July 12, 2012 -- In the middle of the last decade, two business professors and a handful of Wall Street Journal reporters called attention to widespread backdating of employee stock options, launching a rich-hunt that cost numerous executives their jobs and five of them, at least for some time, their freedom.
Now, The Atlas Society’s Business Rights Center has published a book by Roger Donway on one of those five cases—and on the victim at its center.

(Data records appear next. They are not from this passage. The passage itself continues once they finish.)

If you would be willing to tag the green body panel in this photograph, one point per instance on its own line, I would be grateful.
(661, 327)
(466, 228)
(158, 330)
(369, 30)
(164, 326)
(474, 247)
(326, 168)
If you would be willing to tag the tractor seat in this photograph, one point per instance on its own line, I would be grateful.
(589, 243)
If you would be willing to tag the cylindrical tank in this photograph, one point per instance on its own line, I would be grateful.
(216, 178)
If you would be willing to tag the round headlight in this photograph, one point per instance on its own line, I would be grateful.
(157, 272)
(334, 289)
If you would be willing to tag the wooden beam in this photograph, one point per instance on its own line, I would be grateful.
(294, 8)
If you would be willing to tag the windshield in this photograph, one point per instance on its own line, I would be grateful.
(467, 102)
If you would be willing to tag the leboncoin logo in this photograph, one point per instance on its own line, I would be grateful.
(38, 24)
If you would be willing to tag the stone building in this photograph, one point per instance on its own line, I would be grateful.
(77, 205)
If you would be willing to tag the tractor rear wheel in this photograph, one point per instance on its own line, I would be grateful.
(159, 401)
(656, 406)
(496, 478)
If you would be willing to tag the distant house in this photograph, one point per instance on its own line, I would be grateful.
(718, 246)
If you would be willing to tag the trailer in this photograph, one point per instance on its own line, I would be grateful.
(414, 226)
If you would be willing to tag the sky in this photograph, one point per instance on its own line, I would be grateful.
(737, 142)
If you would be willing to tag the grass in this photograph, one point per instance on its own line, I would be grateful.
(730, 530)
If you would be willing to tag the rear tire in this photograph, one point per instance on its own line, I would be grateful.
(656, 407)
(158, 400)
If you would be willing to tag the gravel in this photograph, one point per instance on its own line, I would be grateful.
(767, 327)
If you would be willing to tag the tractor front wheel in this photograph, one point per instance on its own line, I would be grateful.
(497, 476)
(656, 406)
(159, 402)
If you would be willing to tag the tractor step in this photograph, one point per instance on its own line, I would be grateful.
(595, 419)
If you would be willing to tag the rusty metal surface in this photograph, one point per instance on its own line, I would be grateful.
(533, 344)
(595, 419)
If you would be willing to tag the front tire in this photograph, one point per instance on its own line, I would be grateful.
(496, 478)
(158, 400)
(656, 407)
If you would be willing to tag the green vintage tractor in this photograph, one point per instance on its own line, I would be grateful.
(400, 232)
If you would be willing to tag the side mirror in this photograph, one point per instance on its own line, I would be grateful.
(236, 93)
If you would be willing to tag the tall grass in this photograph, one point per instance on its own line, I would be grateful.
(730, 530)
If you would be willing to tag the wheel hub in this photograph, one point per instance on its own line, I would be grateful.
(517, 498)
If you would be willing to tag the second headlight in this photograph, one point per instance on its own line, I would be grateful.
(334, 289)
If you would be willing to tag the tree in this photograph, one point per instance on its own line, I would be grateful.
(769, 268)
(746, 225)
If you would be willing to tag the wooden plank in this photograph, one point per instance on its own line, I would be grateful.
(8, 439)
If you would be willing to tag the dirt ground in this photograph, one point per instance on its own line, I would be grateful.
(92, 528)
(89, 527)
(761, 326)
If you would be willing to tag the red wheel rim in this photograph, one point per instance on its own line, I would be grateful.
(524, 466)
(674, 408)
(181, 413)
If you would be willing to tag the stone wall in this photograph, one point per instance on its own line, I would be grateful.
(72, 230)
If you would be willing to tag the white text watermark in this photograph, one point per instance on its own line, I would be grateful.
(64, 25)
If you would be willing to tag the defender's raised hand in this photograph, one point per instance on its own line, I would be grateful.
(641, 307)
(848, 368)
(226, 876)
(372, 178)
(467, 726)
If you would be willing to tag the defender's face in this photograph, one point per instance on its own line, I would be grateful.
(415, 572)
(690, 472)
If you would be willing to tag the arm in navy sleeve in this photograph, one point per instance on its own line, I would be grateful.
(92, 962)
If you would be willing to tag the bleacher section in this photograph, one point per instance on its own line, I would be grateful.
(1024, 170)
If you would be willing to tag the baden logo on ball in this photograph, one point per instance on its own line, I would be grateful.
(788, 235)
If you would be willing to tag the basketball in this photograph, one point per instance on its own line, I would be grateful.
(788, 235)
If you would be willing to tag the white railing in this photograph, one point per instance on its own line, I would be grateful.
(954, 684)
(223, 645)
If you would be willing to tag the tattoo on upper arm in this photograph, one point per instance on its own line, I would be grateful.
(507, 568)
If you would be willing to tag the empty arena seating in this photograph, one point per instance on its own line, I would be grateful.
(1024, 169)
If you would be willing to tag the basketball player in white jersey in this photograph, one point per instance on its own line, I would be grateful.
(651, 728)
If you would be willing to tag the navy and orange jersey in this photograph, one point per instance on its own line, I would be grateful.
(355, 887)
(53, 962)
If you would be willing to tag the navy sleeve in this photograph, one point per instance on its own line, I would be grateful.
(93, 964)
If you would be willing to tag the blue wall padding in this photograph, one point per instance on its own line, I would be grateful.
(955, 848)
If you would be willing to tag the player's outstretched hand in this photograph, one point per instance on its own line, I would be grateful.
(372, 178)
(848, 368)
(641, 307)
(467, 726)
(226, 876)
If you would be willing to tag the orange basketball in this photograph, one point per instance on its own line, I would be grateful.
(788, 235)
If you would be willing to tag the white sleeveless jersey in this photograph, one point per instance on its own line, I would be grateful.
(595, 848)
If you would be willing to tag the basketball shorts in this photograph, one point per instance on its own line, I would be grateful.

Drawing on extensive interviews with Greg Reyes, who as CEO of Brocade Communications Systems increased its revenue by a factor of 20 in just three years, Rich-Hunt: The Backdated Options Frenzy and the Ordeal of Greg Reyes tells the story of Reyes’s two climbs to wealth—and his destruction by the adversary culture. Here’s a sample:
The vehemence of the clash between Reyes’s attorney and KPMG’s punctilio-obsessed accountant Neil Miotto was symbolic. It represented the clash of worldviews that had brought Reyes to trial. Increasingly, in the twenty-first century, America had declared its preference for Miotto’s clerkish, fill-out-the-forms approach to business. The first fruits were Sarbanes-Oxley; the second, Dodd-Frank. Wealth creators like Greg Reyes, with his entrepreneurial, eye-on-the-prize approach, were no longer wanted, as they had been in the days of Andrew Carnegie and Thomas Edison and Henry Ford. Such men were now looked upon as dangerous at best and criminal at worst.